Wer Weite, Klarheit und Emotion mag, wird dieses Album lieben. Bonobo liefert mit „Migration“ ein Album, das kontinuierlich in die Tiefe zieht. Gefährlich und wunderschön.

Simon Green alias Bonobo setzt mit seinem neuen Album auf ein Werk, das leichte Sounds mit schwer verdaulichen Harmonien kombiniert. Weit weg von Clubbigkeit aus dem verrauchten Technokeller hin zum Strand mit dem Blick auf die weite Landschaft. So zieht Bonobo „Migration“ im Rahmen von 12 Tracks auf.

Der Titelgeber an erster Stelle

Die Öffnung des Album ziert gleich den titelgebenden Namen „Migration“. Sanfte Klaviertöne treffen hier auf synthetische Flächen, irgendwann gepaart mit weit in den Raum gestellten Frauenvocals und saftig dubbigen Basslines. Ein Hauch von klassischer Komposition weht hier bereits durch die migrierte Natur, die Bonobo noch auf ein Maximum treiben wird.
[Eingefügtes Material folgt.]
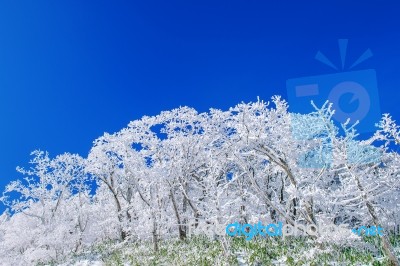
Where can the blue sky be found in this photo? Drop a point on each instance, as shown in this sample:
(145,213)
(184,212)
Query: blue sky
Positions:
(72,70)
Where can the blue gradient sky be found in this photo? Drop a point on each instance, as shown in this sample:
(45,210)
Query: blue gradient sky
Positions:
(71,71)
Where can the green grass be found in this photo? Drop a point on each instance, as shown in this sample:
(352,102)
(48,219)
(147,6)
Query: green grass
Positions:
(270,251)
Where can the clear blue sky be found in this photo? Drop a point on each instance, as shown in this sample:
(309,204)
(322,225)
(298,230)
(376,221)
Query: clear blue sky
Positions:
(72,70)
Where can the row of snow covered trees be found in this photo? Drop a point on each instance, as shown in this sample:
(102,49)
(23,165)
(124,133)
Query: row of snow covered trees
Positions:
(255,162)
Von Vocals und purer Musik

Das sechste Album des Engländers vertraut auf Vocalkollaborationen mit Künstlern wie Rhye, Nicole Miglis, Innov Gnawa und Nick Murphy, der mit „No Reason“ unseren heißesten Albumtrack lieferte. Während einige Tracks auf Vocalpattern und jede Menge stimmlicher Message setzen, kommen Tracks wie „Second Sun“ einem konzertalen Streicherarrangement gleich.

Spex schreibt: Migration liefert die nötigen Abtörner zwischen der andauernden Stimulation

Die Weite dieses Albums ist unfassbar gelungen, unser Geschmack zu 100 Prozent befriedigt. Vor allem der schmachtende Track „No Reason“ ist nicht nur durch emotionsgeladene Vocals ein Ohrenschmaus, sondern zeigt auch, dass sich ein tiefsinnger Track durchaus auch in eine Clubnummern verwandeln kann. „No Reason“ bleibt mit 7 Minuten und 28 Sekunden allerdings auch der längste Track des Albums.

Müssten wir für dieses Album eine Bewertung geben, wäre es eine glatte 10 von 10. Toll gemacht, lieber Bonobo!